London air traffic failure: NATS' lessons are not blue-sky thinking
Last week's air traffic control outage has both lessons, and reassurances, for critical IT systems.
Inside the Enterprise: Late last week, airspace over southern England was strangely quiet.
For several hours, aircraft movements were restricted, following problems with the air traffic control system run by NATS, at its Swanwick centre.
The failure was the result of an issue with the air traffic IT system, and specifically, a system called the Flight Data Controller.
According to reports, the problem was caused by just a single line of code, which has now been fixed. But the knock-on effects, in terms of disruption to travellers and to airlines, could turn out to be extensive.
NATS has already said that it will face financial consequences, as a result of the outage; NATS will refund air traffic control charges to airlines, and the airlines themselves will do doubt face compensation claims from irate passengers.
NATS, though, has also announced an independent inquiry into the outage on 12 December, including an examination of the root causes and whether the system had enough, in-built resilience. In particular, the company will examine whether there need to be "further measures to avoid technology or process failures in this critical national infrastructure and reduce the impact of any unavoidable disruption".
It has suffered problems before, in particular an extensive outage in 2013. The inquiry will also ask whether NATS had fully learned the lessons from that incident.
However, at one level inconvenient though delayed flights are NATS' systems worked exactly as they should. Airspace was not, in fact, closed but aircraft movements were restricted: a necessary safety measure if controllers do not have all the information they would usually use, to control flights.
The key to a system such as air traffic control, where lives are at stake, is for fail-overs to backup systems to act smoothly and seamlessly, and if a system's performance does degrade, for that to happen in a controlled, rather than sudden, manner. The actual outage at NATS was just 45 minutes long, even though the disruption inevitably lasted rather longer.
NATS' experience, in fact, provides three lessons for anyone running mission-critical IT.
The first is to have systems that can handle failure, or if they do fail, for performance to "degrade gracefully". This, of course, is an engineering issue, and one that also requires investment.
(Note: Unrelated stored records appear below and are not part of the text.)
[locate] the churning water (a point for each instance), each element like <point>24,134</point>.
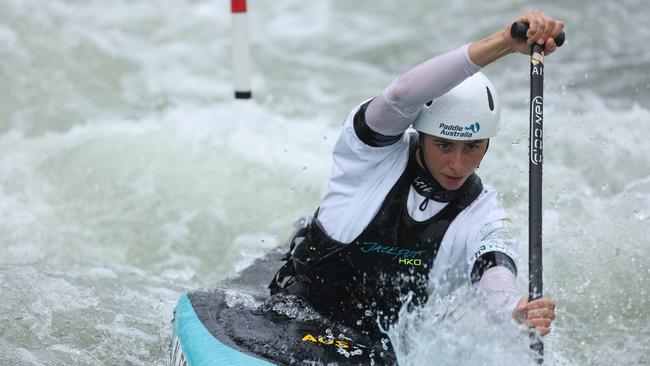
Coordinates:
<point>128,174</point>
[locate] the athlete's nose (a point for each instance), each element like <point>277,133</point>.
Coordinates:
<point>456,163</point>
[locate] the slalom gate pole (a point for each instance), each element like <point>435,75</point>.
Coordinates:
<point>240,47</point>
<point>536,147</point>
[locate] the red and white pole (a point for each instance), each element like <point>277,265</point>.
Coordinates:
<point>240,48</point>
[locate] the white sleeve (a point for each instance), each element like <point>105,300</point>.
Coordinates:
<point>360,179</point>
<point>500,294</point>
<point>392,112</point>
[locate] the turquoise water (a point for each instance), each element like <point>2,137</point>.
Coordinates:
<point>128,174</point>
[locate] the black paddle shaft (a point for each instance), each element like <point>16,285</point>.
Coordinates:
<point>536,146</point>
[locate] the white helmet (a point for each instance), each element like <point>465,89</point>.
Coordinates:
<point>470,111</point>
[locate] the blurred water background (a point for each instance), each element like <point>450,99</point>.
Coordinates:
<point>128,174</point>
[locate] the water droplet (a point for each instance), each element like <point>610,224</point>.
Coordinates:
<point>640,215</point>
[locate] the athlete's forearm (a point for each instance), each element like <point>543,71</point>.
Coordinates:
<point>396,108</point>
<point>490,49</point>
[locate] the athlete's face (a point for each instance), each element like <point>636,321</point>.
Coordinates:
<point>452,162</point>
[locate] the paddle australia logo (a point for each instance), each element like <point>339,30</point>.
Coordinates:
<point>453,130</point>
<point>401,255</point>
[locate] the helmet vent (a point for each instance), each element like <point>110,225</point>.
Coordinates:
<point>490,100</point>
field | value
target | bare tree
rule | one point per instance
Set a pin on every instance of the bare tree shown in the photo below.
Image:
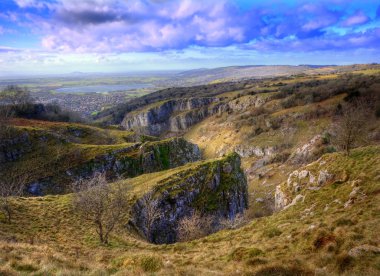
(152, 213)
(353, 124)
(101, 203)
(194, 227)
(13, 186)
(6, 113)
(233, 223)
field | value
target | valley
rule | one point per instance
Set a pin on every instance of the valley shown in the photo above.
(233, 176)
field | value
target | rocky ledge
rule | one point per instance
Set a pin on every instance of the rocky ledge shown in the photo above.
(216, 188)
(170, 116)
(126, 162)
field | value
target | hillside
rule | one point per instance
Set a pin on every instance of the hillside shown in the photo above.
(262, 162)
(318, 235)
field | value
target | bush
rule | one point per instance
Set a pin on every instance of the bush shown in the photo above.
(151, 263)
(242, 253)
(272, 232)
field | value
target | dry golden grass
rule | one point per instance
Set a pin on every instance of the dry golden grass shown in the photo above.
(287, 242)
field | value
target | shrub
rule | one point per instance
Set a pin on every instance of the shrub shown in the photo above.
(242, 253)
(150, 263)
(272, 232)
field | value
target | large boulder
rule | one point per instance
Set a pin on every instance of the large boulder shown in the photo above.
(216, 188)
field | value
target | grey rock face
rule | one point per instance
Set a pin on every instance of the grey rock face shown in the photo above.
(217, 188)
(170, 116)
(127, 162)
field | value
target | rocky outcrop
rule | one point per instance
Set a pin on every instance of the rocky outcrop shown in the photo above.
(308, 178)
(307, 152)
(170, 116)
(217, 188)
(124, 162)
(243, 103)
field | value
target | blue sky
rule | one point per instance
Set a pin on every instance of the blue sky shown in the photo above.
(60, 36)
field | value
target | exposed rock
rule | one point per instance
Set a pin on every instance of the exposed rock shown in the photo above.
(170, 116)
(281, 199)
(297, 199)
(355, 195)
(305, 153)
(324, 177)
(248, 151)
(245, 102)
(209, 188)
(127, 162)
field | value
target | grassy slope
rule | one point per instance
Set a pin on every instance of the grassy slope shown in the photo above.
(304, 238)
(57, 147)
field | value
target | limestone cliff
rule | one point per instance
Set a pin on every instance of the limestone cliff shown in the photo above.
(217, 188)
(128, 161)
(170, 116)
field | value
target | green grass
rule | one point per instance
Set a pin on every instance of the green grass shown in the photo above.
(283, 242)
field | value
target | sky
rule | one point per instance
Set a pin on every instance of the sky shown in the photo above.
(63, 36)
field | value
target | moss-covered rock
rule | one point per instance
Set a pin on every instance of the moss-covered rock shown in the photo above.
(216, 188)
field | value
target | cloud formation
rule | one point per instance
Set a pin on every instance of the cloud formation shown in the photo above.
(151, 25)
(159, 26)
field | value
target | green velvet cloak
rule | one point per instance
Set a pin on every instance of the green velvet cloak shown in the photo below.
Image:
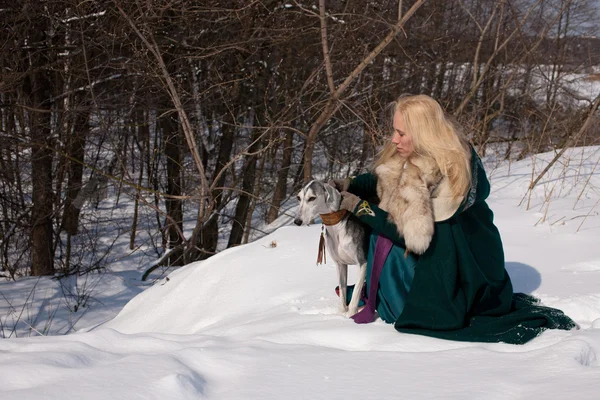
(460, 289)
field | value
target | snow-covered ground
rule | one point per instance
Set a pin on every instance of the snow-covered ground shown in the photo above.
(260, 321)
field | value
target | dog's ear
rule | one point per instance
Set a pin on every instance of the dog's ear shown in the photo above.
(333, 195)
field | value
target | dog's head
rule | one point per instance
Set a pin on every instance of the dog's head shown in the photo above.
(316, 198)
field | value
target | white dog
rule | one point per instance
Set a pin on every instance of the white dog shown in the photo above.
(345, 240)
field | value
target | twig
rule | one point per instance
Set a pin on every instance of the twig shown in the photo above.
(326, 57)
(572, 140)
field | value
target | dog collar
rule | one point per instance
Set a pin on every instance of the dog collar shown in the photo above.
(334, 217)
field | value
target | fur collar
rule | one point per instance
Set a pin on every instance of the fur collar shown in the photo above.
(415, 194)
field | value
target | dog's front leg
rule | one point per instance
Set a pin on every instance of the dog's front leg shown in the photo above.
(343, 280)
(360, 282)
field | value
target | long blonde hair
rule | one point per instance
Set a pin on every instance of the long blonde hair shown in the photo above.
(435, 135)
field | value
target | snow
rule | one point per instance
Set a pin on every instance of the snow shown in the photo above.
(260, 321)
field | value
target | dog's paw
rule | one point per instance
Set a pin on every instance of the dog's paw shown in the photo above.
(343, 309)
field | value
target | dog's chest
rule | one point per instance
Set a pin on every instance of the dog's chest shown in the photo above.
(341, 246)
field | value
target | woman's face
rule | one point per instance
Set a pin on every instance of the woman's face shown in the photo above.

The second is the importance of communications. Maintaining a flow of information to customers, shareholders and other stakeholders is vital. Rumours spread at the speed of social media, and a clear public communication channel, including making senior managers available to the media, is essential if an organisation is to stay in control.
The third step is, after the outage, to investigate the causes, and act on the findings.
With its announcement of an independent inquiry into the problems at Swanwick, NATS has shown that it is, at the very least, following these three steps. And, with businesses running critical infrastructure facing growing scrutiny by regulators, all industries should draw lessons from this latest, IT-related outage.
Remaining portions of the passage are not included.